Procedure for engaging a mediator and requirements to a mediator

The parties select a mediator themselves based on an agreement (requirements for the content of which are provided for by the Law) and determine the list of issues to be discussed, and then determine the content of the dispute settlement agreement, which also must be in line with the Law.

The Law requires the mediator to undergo basic training either in Ukraine or abroad (at least 90 hours of training, of which half must be practical training) to be confirmed by an appropriate certificate. The parties may impose higher requirements to such mediator, in particular, special training, certain age, education, experience, etc. The legislator allows that other persons may give advice and recommendations in the mediation process, but making a decision based on its results is the sole authorization of the parties. The parties may also engage experts and translators.

A mediator may practice as a person engaged in the independent professional activity or as an entrepreneur — he/she may provide services individually, for hire, as a member of a mediation entity, or an association of mediators. The Law allows the provision of mediation services both for a fee and free of charge.

In addition to the basic responsibilities of a mediator provided for by the Law, the legislator requires the latter to comply with the code of professional ethics, which, however, is not a single document for all Ukrainian mediators, but must be developed by each association of mediators according to the Law. Each mediator accedes to the existing code and will be liable for its violation under the charter or regulations of the association of which he/she is a member.

The issue of keeping registers of mediators is regulated in a similar way – public registers should be kept by associations of mediators or mediation entities, however, no single national register is required.

Stages of mediation

The structured nature of mediation referred to in its legislative definition implies a simple division of the mediation procedure into three stages:

  • preparation, which implies preparatory activities carried out by the mediator to clarify whether mediation may be held (the range of which is not limited);
  • mediation itself, which is conducted in accordance with the Law and the agreement, rules of mediation, and mediator professional ethics; at the same time, the Law does not regulate or specify the procedure for mediation in any way;
  • termination of mediation, i.e. execution of an agreement by the parties in the event of successful completion of mediation, or in connection with the expiration of the contractual period of mediation, or refusal of the party to further participate in mediation.

Conclusion

Undoubtedly, the adoption of the Law was aimed at reducing the workload of the national judicial system, as it is clear that most disputes pending before the court may be potentially resolved amicably out of court. Mediation is assumed to be the mechanism that will contribute to such effective resolution of disputes due to the professional assistance of a mediator and maximum deregulation of the process.
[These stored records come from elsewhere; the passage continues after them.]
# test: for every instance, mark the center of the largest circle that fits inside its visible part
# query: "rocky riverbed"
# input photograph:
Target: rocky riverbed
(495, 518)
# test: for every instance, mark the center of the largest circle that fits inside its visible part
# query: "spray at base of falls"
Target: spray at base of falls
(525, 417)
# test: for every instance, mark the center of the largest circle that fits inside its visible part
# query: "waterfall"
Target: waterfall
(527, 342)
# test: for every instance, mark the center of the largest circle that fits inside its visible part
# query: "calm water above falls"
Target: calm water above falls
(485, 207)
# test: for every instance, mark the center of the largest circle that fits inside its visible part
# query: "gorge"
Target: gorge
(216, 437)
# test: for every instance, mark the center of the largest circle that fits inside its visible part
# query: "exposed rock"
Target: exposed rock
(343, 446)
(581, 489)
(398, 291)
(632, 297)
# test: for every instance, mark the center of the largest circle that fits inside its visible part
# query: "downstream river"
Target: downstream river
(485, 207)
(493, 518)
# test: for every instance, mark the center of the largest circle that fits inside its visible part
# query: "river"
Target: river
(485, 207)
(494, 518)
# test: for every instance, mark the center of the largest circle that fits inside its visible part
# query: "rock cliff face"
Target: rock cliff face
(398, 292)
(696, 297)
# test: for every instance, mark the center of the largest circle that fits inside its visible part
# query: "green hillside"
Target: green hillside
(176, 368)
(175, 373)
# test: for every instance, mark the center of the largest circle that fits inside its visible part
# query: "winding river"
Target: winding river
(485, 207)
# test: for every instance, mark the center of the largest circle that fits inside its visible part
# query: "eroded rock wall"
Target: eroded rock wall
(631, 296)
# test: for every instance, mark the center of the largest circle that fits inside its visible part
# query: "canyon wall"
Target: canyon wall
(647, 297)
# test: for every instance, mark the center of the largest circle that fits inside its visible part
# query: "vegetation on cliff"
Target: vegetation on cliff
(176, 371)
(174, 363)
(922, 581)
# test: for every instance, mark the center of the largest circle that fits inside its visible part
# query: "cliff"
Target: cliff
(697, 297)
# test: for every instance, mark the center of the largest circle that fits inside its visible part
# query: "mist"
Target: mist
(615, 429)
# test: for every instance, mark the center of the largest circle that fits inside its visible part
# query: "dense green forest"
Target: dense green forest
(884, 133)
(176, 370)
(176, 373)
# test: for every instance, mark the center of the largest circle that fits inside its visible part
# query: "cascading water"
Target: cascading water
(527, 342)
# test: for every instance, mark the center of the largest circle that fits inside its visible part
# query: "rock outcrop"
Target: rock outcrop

Instead, mediation should not be considered as a full-fledged alternative to court proceedings, as it does not imply any state coercion by its nature, and therefore is useless in the absence of the will of both parties to resolve a conflict through negotiations. It is equally important that the commencement of the mediation process does not affect the limitation period.

The dispute resolution procedure with the participation of a judge similar to the mediation procedure has been applied in Ukraine since 2017, which has produced no significant impact on the effectiveness of the dispute resolution. Moreover, mediation existed in Ukraine even before the adoption of the Law, and the Law has not made any fundamental changes in the current situation.

Therefore, it is difficult to expect any significant percentage of disputes to be resolved under the mediation procedure rather than in court after the entry of the Law into force. However, the practice of mediation is expected to be activated and take its place among alternative dispute resolution methods.